Que fut Léopold Sédar Senghor si ce n’est un traître ? Pas grand chose. Pendant vingt ans il dirigea le Sénégal comme une chasse gardée dont il n’était que le surveillant. Plongé dans ses livres, il n’a pu ou n’a voulu voir la réalité d’une nation qui se serait bien passée de sa présence. Son lyrisme fut aussi écrasant que son incapacité à être un leader quand l’Afrique en avait bien besoin. En voulant en permanence jouer aux chaises musicales de l’identité, il s’est oublié au point qu’il laissa tout le monde à terre ou six pieds sous, comme dans le cas de Blondin.

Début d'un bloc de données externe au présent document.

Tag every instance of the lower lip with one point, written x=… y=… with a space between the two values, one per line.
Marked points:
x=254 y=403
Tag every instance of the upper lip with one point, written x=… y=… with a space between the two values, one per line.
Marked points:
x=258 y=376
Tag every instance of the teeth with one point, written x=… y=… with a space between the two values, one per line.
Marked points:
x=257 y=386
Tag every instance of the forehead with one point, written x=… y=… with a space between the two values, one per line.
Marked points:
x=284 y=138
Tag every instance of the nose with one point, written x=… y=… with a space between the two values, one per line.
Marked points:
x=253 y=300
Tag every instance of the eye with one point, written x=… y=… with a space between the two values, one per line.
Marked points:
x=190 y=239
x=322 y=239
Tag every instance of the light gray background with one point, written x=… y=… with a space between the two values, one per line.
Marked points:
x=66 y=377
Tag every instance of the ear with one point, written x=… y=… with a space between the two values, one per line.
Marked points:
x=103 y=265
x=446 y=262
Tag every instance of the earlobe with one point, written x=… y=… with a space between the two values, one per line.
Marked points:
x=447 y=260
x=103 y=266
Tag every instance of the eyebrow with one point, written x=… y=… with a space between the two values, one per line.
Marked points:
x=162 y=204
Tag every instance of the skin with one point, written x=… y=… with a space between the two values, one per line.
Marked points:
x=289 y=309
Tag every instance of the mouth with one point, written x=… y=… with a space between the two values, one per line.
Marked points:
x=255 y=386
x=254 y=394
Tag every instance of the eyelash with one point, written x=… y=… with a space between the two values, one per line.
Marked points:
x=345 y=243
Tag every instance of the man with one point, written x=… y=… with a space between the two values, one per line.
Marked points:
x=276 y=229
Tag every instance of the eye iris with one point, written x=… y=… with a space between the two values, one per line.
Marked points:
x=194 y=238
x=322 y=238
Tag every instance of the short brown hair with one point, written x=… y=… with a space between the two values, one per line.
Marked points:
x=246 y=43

C’est dans cette optique qu’il persécuta pendant des années Cheikh Anta Diop, ne voyant en lui qu’un élément perturbateur pouvant mettre à mal ses rêves d’hégémonie francophile.

Plus qu’un portrait au vitriol d’une fausse idole ou l’éloge d’un vrai modèle, il est ici question de soumission et d’indépendance. Comment aujourd’hui pouvons-nous accepter de laisser l’histoire se répéter sans agir, sans dénoncer ? Comment, alors que nous sommes toujours l’objet des jeux de pouvoirs, pouvons-nous rester silencieux et observer le monde qui est le nôtre s’écrouler depuis notre tour d’ivoire ? Que reste-t-il de l’héritage de Blondin ? Pour ce qui est de celui de Senghor, les résultats de la récente élection sénégalaise montrent qu’il se porte très bien, voire trop bien.

Sans le sanctifier, il s’agit de comprendre qu’Omar Blondin Diop est la représentation de ce que la pensée peut nous apporter de plus beau. La mise en cause permanente de l’autorité, de l’acquis, de la rigidité et de la règle est un impératif politique pour des nations dont l’indépendance n’est souvent qu’un mot creux. Blondin nous rappelle combien le combat est difficile, combien la mort n’est pas si lointaine et que la liberté se paye parfois de sa propre vie. C’est cela qu’il faut retenir de son parcours, la constance d’un homme qui fit de l’évolution perpétuelle de son questionnement l’élément le plus important de sa vie.

Tout le monde n’a pas vocation à être martyr, mais tout le monde peut, l’espace d’un instant, voir le monde tel qu’il est et se demander : que dois-je faire ? Que puis-je faire ? Comment le faire et avec qui le faire ? C’est ce genre d’élan dont nos sociétés civiles ont bien besoin. La masturbation intellectuelle n’a jamais sauvé personne, il convient de jouir ensemble et de partager les plaisirs qu’offre un renouveau politique sur le continent. Blondin est ce modèle d’engagement dont l’Afrique a besoin. Comprendre que personne, si ce n’est nous-mêmes, ne nous sauvera, est la clé vers un changement d’envergure. Que sa mort ne soit pas vaine, que son nom résonne au Sénégal et dans toute l’Afrique.